そこで、水道水については水道法に基づき国および地方公共団体が管理をしています。また、井戸水のような水道水以外の飲料水については、地下水が多種類にわたる有害物質等によって汚染されるのを危惧し、国が昭和62年に飲用井戸等衛生対策要領を通知しました。

これには、水道法、建築物衛生法の適用を受けない次の施設が該当します。

一般飲用井戸

個人住宅、寄宿舎、住宅、共同住宅等に居住する者に対して飲料水を供給する井戸等の給水施設。ただし、この個人住宅とは、専ら自己の居住の用に供給するために設置する井戸水は除かれます。

業務用井戸

学校、官公庁、病院、店舗、工場その他事業所等に対して飲料水を供給する井戸等の給水施設。

これら施設の設置者は1年に1回、水道法水質基準の10 項目(建築物衛生法の省略不可項目)とテトラクロロエチレン、トリクロロエチレン等の有機溶剤を含めた検査を行い、衛生的、清浄であることを確認する必要があります。ただし、水質検査の結果、たとえ有機溶剤等有害物質が水質基準以下であっても、所轄の保健所または市町村に連絡して、検査結果について評価を受けることが好ましいと思われます。

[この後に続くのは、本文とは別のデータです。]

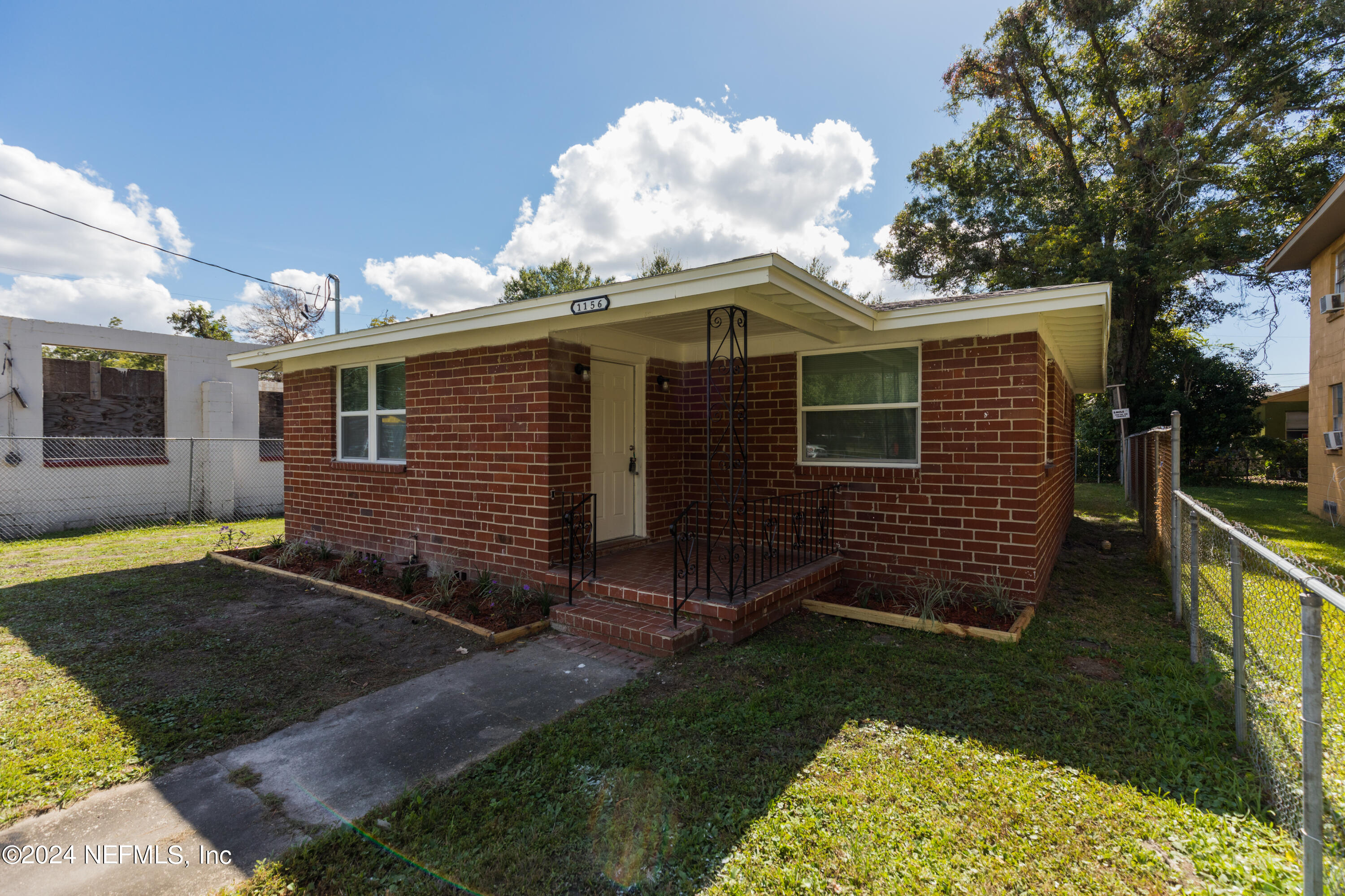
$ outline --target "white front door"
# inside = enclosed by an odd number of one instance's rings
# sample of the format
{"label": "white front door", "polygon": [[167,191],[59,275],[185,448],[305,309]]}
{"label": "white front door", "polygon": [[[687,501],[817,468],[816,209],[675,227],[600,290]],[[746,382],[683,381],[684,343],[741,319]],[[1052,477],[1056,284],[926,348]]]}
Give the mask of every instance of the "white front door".
{"label": "white front door", "polygon": [[608,541],[635,535],[635,368],[594,360],[590,380],[597,540]]}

また、学校においては、学校環境衛生の基準(学校保健法)で毎月1回定期に水質検査(水道法水質基準項目の通称、省略不可9項目)を行うことが定められています。

4. 水質検査機関

一般飲用井戸や業務用井戸の設置者が水質検査を依頼するにあたっては、公的機関または当センターのような厚生労働大臣から登録を受けた者に依頼することとされています。

5. 東京都小規模貯水槽水道等における安全で衛生的な飲料水の確保に関する条例

東京都では、飲用井戸等の衛生管理を定め、飲料水の安全と衛生を確保し、都民の健康の保持と公衆衛生の向上を図ることを目的にする条例を定め、平成16年4月から施行しています。この条例の範囲は市町村の地域とあり、東京都23区は対象外ですが、23区もこの条例に準じて独自に衛生管理を図っているものと思われます。

この条例の対象になるのは、井戸水を貯水槽にためる施設か、貯水槽の有効容量が 5トンを超え10トン以下であることが条件です。ただし、学校、病院、社会福祉施設、保育所等は貯水槽が 5トン以下でも該当します。

また、専ら一戸の住宅に水を供給する場合については、個人の責任において管理すべきとして、条例から除外されており、ご家庭の庭にあるような井戸水については自主的に水質検査を行う必要があります。この点は、厚生労働省の飲用井戸衛生対策要領の通知と同様です。